African Swine Fever (ASF) continues to spread across the globe and the economy is seeing the impacts. Is there a cure in sight? How long until it enters the U.S.?
ASF Fast Facts
African Swine Fever is a severe virus that causes a haemorrhagic fever with high mortality rates in pigs. In some cases, death can happen as quickly as a week after infection. Haemorrhagic fevers commonly affect organs and damage blood vessels
The disease can spread by live or dead pigs, domestic or wild, and pork products. Fortunately, it only impacts pigs, not people, so it is not a public health threat or food safety concern. However, it results in serious production and economic losses.
Countries with confirmed cases are subject to international trade restrictions. Hopefully, this will reduce the risk of introduction of the disease to more countries through trade. The United States is taking particular caution with the situation because they have never had a case of ASF. Many USDA organizations are enforcing strict animal health and import requirements to prevent entry into the U.S.
Read more at pork.org.
Economic Effect of Fast Spreading Disease
African Swine Fever is spreading fast across the globe. For example, more than 10 percent of Mongolia’s total pig population have died from ASF outbreaks. China is expecting reductions in heard size by up to 200 million pigs this year.
Learn more at fao.org.
The economic heartbreak from the outbreaks is severe. China, the world’s top pork consumer, imported a record volume of meat in May. They purchased 556,276 tons of meat, up about 45% from last year. Unsurprisingly, pork imports surged the most with a 63% increase. Despite the great need for pork, China expects to see a cap on their imports because other countries are facing the same problems and trade disputes continue with the U.S.
“There will not be enough meat elsewhere for China,” said Huang. Pork prices in some areas of the country have recently picked up despite low seasonal demand, indicating tight supply is looming, Wholesale pork spot prices were at 21.55 yuan a kilogram on June 14, up 12% from the same period last year.”
Vietnam serves as another example where 2.8 million pigs have been culled. Earlier outbreaks appeared mostly at small household farms, but have now started to occur at larger industrial operations.
“This is a very worrying sign as these farms have tens of thousands or hundreds of thousands of pigs each and therefore the damages would be significant,” the government said in a statement posted to its official website.
A recent June update shows ASF has spread to farms in 60 of the country’s 63 provinces. Pork makes up three-quarters of total meat consumption in Vietnam, a country with a 95 million people. Their pork industry is valued around $4.03 billion. The outbreaks of ASF are heartbreaking and Vietnam is just only of many countries feeling the effects.
Race for a Vaccine
African Swine Fever is not a new term for the global Ag Industry. In fact, the disease has been around for decades, but it escalated recently into what is being called “the biggest animal disease outbreak ever.” It is now spreading like wildfire and is threatening the global supply of pork products. China has put nearly $15 million towards research on the virus hoping for a quick cure.
However, ASF is complex, making it hard to develop a vaccine. Katarina Zimmer from The Scientist writes about the technicalities.
“Its double-stranded DNA genome can span an impressive 190 kilobases and codes for almost 170 proteins, dwarfing many other viruses, such as Ebola (some strains have only 7 proteins).”
Some scientists have learned the most effective way to produce immunity is to expose animals to a less violent strain of the virus.

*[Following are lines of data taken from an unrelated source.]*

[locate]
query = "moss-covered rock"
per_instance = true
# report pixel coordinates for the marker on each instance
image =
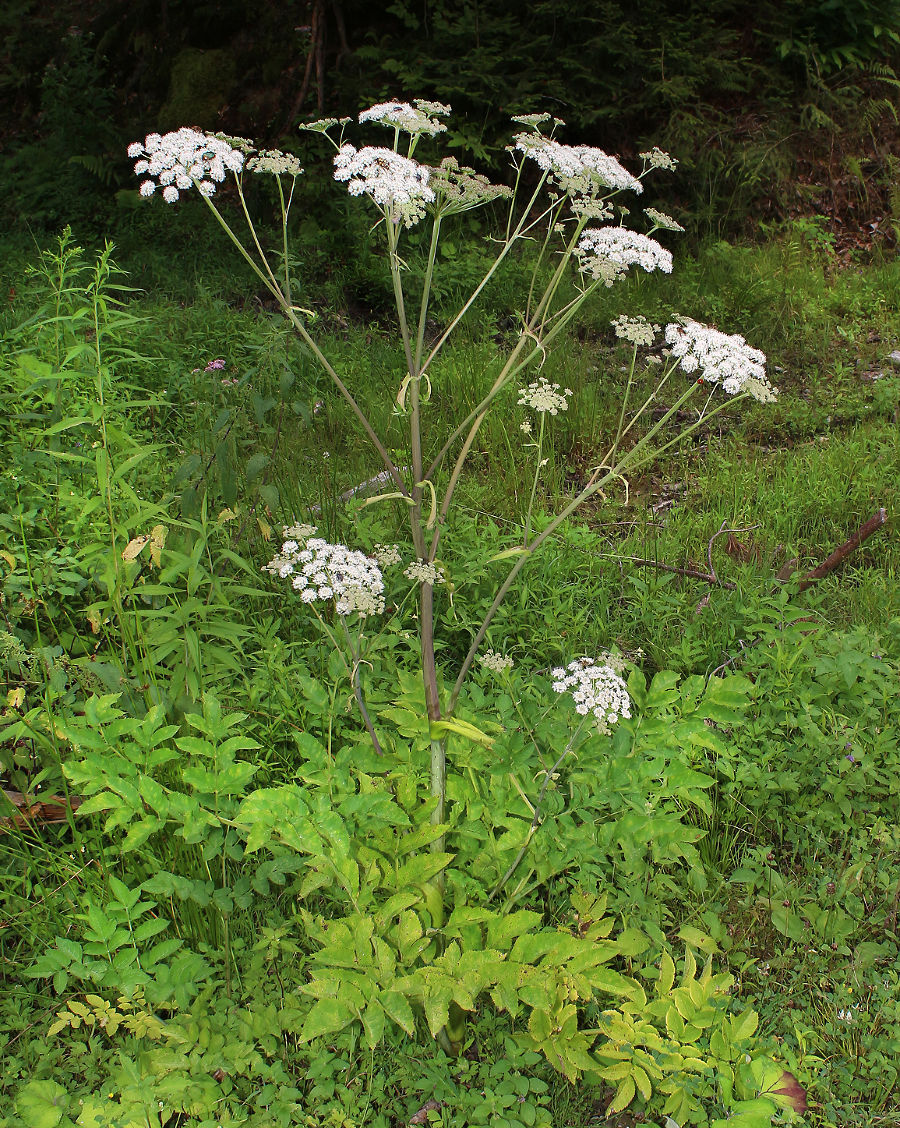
(200, 87)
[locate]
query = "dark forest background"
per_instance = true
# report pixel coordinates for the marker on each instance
(775, 108)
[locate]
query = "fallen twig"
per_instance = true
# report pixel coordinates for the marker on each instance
(42, 811)
(850, 545)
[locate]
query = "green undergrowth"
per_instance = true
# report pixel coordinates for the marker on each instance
(693, 917)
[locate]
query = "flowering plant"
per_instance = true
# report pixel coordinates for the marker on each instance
(565, 200)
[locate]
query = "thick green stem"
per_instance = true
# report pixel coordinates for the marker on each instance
(548, 777)
(535, 483)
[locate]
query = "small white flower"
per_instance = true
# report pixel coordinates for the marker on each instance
(660, 219)
(391, 181)
(543, 396)
(721, 358)
(572, 165)
(183, 158)
(387, 555)
(275, 162)
(606, 253)
(596, 687)
(636, 331)
(656, 158)
(497, 663)
(323, 572)
(423, 572)
(413, 120)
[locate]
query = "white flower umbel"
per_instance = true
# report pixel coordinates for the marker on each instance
(543, 396)
(497, 663)
(661, 220)
(331, 573)
(597, 688)
(606, 253)
(179, 160)
(275, 162)
(571, 165)
(460, 188)
(720, 358)
(636, 331)
(423, 572)
(400, 115)
(386, 555)
(393, 182)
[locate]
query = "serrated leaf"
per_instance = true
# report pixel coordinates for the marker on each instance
(327, 1016)
(42, 1103)
(397, 1008)
(744, 1025)
(665, 980)
(623, 1098)
(697, 939)
(373, 1023)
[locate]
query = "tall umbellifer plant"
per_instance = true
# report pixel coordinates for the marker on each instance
(568, 210)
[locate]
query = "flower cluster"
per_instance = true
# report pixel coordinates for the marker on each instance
(459, 188)
(275, 162)
(573, 166)
(636, 331)
(655, 158)
(497, 663)
(532, 120)
(424, 572)
(661, 220)
(176, 161)
(323, 573)
(597, 688)
(720, 358)
(606, 253)
(387, 555)
(390, 179)
(543, 396)
(400, 115)
(323, 124)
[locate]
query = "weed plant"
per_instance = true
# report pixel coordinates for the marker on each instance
(239, 922)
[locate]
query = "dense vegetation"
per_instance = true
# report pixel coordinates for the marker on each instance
(265, 862)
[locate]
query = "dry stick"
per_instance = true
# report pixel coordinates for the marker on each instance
(862, 534)
(828, 565)
(693, 572)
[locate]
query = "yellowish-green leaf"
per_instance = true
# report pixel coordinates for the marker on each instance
(665, 980)
(623, 1098)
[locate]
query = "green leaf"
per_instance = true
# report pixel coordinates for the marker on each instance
(439, 994)
(439, 729)
(397, 1007)
(662, 695)
(665, 980)
(42, 1103)
(623, 1098)
(697, 939)
(743, 1025)
(327, 1016)
(373, 1023)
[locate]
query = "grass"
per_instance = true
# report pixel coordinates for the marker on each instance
(797, 479)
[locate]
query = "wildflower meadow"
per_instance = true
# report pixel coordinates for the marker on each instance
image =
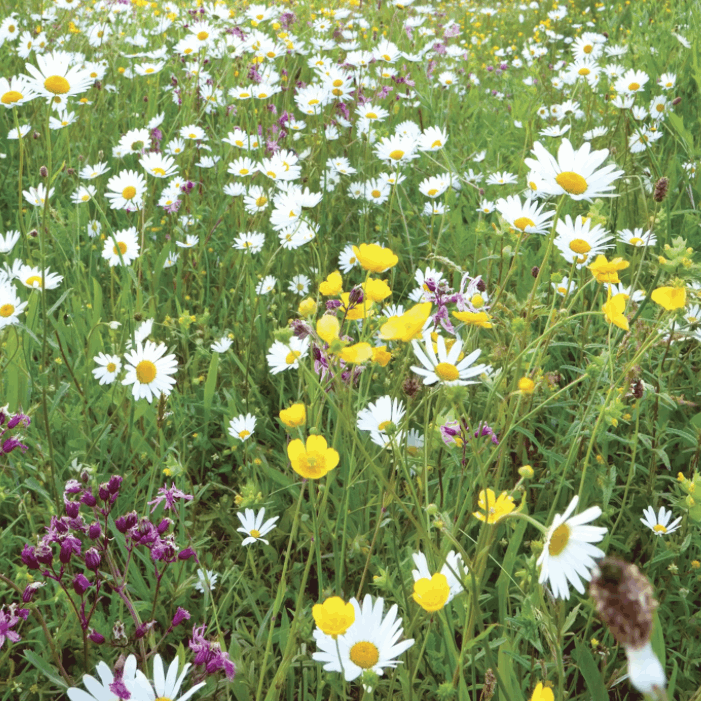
(350, 350)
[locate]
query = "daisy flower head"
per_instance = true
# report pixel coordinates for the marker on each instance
(637, 237)
(126, 190)
(444, 366)
(527, 217)
(108, 367)
(15, 92)
(99, 690)
(568, 554)
(30, 277)
(254, 526)
(165, 685)
(371, 643)
(286, 356)
(575, 173)
(660, 524)
(55, 79)
(122, 247)
(379, 417)
(242, 427)
(579, 242)
(150, 371)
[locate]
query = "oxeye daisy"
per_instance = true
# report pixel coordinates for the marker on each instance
(122, 247)
(55, 79)
(166, 686)
(568, 554)
(10, 305)
(579, 242)
(379, 417)
(99, 690)
(575, 173)
(526, 217)
(150, 371)
(443, 366)
(254, 527)
(126, 190)
(108, 368)
(371, 642)
(660, 525)
(286, 356)
(242, 427)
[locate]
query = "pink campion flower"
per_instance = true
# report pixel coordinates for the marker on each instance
(169, 495)
(9, 618)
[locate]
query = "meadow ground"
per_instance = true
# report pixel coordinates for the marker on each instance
(350, 351)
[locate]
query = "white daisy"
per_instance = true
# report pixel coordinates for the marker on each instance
(372, 642)
(149, 371)
(568, 555)
(253, 526)
(660, 525)
(444, 366)
(242, 427)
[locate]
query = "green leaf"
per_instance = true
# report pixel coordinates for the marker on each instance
(590, 672)
(48, 670)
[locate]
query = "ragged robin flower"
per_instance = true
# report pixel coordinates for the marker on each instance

This method was successful in tackling a similar pig virus, classic swine fever. Another alternative incorporates genetically modified viruses. Experts say the gene-deletion approach is currently the most advance vaccine candidate. However, due to safety and effectiveness, it will likely be several years before this can be deployed.
A vaccine may only be a partial solution to the ASF epidemic, says Dirk Pfeiffer from, City University of Hong Kong and the UK’s Royal Veterinary College. “Vaccine efforts have to go alongside with increased biosecurity around farms to be effective.”
What Should the U.S. Do?
The Unites State’s largest focus is prevention. It is vital for everyone to know about ASF and how to prevent it to keep the U.S. pig pollution healthy. The USDA has released multiple resources for education and prevention.
Learn more at aphis.usda.gov.
USDA is monitoring the recent outbreaks of ASF in Asia and Europe, and has proactively taken steps to increase our safety efforts to keep the disease out of the country. Cargo, passengers, and production arriving from ASF affected countries are carefully being inspected. Imports are restricted from affected countries and detailed response plans are in place should a detection occur in the U.S. Additionally, states are collaborating to ensure producers follow strict on-farm biosecurity protocols and best practices. Finally, the U.S. is expanding testing capabilities and testing capacity of the National Animal Health Laboratory Network.
Spreading awareness is the number one way to prevent African Swine Fever. Knowing how to detect ASF, following biosecurity rules, and taking precaution when traveling abroad are just a few ways you can help prevent the disease from entering the United States.